Sunday, January 27, 2008

Bad Passenger

I am a total paranoid freakazoid when riding as a passenger in a vehicle. After a 45 mile ride home tonight with a friend, I will try to be the driver on our excursions from now on. She had me grabbing the dashboard more than once while gabbing away and crossing the line on to the shoulder of the road. I am probably a bit over the top with my paranoia but it's something I can't seem to control. Just ask the hubbie. He swears he could drive with his eyes closed and just wait for my gasps of air before opening his eyes to make a correction. It's like an automatic reaction, like a knee jerking at the tap of a doctors mallet.

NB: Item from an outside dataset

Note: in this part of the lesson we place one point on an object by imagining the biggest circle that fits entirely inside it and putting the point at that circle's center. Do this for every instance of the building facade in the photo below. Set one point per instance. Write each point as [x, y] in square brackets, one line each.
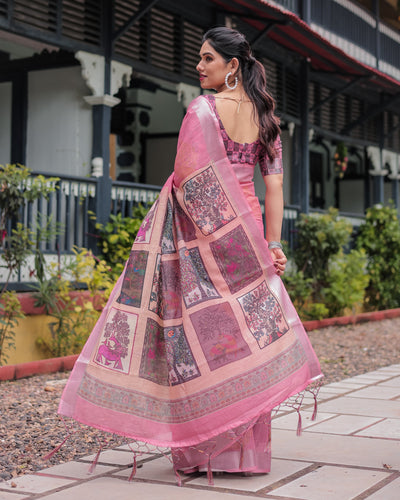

I can pinpoint at what point this disorder began. It wasn't the first car accident. In that one I came over a blind hill on a freeway only to discover a line up of stopped cars. I was able to slam on the brakes and stop in time but, unfortunately, the guy behind me wasn't able to stop before hitting my rear end. Nope, that wasn't the turning point. It was the next one. I was driving along one summer day with the windows open and a small plastic bag started moving around so I reached to grab it. In that split second of moving my attention from the road, I kept driving straight but the road was curving. I hit the gravel on the shoulder of the road, reacted by over-correcting the turn and landed head-on into a guard rail on the other side of the road. I wasn't hurt but the car was buggered up pretty good. That was the turning point. A great big dose of realization of my own mortality and how things can go bad in a blink of an eye, or the grab of a flying bag. It turned on an unhealthy switch of fear in me. It was reinforced a few years later when trying to get home on the icy freeway, and did a 360 degree spin in the middle of the road with my young nephew in the car beside me. Of course he thought it was cool but I was mortified until he was safely home.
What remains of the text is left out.